Just being handled and being around people does. We have an eastern milk snake that was wild caught that now tolerates prolonged contact and being fed via tweezer. We even have a northern water snake that I regularly use for education programs. Some snakes just require more attention than others.


----------



## froggyman (Aug 12, 2007)

cool thanks!


----------



## Schlyne (Aug 12, 2007)

I know you said you cracked the shell for him, did he crack the egg after swallow and regurge the shell like regular egg eating snakes?


----------



## Hedorah99 (Aug 12, 2007)

Schlyne said:


> I know you said you cracked the shell for him, did he crack the egg after swallow and regurge the shell like regular egg eating snakes?

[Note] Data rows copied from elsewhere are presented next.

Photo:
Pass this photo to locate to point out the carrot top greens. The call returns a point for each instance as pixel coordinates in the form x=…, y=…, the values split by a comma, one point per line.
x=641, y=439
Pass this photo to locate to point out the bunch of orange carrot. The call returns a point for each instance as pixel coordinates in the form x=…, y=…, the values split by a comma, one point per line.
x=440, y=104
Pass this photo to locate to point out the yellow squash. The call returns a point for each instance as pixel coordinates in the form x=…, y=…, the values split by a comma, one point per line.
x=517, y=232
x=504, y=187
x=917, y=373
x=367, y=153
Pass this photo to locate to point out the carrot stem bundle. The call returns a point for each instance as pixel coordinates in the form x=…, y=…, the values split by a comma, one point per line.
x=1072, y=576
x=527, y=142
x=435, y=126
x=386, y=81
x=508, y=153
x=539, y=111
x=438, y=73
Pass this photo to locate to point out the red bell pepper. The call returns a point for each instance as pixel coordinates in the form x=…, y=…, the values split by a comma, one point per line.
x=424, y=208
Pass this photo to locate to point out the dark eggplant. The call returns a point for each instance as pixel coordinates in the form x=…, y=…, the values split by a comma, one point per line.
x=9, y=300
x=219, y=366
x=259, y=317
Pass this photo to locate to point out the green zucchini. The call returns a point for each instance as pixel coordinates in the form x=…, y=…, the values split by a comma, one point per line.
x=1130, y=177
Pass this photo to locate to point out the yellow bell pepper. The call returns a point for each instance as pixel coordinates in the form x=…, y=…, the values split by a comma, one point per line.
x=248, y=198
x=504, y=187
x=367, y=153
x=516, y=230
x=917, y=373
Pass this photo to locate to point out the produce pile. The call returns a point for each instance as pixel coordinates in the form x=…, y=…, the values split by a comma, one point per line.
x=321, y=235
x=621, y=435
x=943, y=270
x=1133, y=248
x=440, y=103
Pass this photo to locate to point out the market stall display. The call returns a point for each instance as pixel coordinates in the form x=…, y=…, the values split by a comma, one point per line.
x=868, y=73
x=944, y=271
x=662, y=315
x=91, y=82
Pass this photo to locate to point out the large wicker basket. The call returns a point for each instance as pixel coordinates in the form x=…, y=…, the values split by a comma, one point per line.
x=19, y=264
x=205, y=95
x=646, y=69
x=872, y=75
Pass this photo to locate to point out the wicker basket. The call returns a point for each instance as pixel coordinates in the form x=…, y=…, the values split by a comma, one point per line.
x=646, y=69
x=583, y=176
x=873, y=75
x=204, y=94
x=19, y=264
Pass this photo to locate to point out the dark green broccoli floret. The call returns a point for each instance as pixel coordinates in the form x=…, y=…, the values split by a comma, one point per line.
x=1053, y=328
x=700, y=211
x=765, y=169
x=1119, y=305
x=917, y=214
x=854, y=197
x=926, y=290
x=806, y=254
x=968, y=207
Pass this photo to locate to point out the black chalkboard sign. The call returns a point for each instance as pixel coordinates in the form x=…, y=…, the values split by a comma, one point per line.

I didn't find any shell remnants in the exhibit afterwards. Not saying I won't find any, but I am pretty sure he didn't spit them out.


----------



## arrowhd (Aug 12, 2007)

Back when I was a kid, my grandparents lived on a farm.  They had laying chickens.  There was a black rat snake that lived out in the barn.  You would often see it curled up in the rafters.  Every once in awhile you would find it in with the eggs.  The chickens would go crazy but it only ate the eggs.  You could see the eggs inside of it very clearly.  My grandfather would prod it with a stick and get it away from the eggs.  He always told me not to hurt it because it ate all the rats and mice.  This is how I developed a love and respect for snakes.  You could pick it up if it was in a good mood, but we didn't very often.  It was around 6-7 ft.  All the wild rat snakes I've been around were pretty honery.  Had a friend that owned one that she found as a baby.  It was very docile, but was handled regularly.  Nice pictures!


----------



## kahoy (Aug 13, 2007)

Hedorah99's snake has an egg on its mouth... way too early for easter...


----------



## Taceas (Aug 14, 2007)

Now if only I could convince the black rat snakes around here that eating eggs and chicks was a myth.  

I can't have any pigeon eggs or chicks for the damned things getting in and eating them. It's every week I'm relocating one or two of them.


----------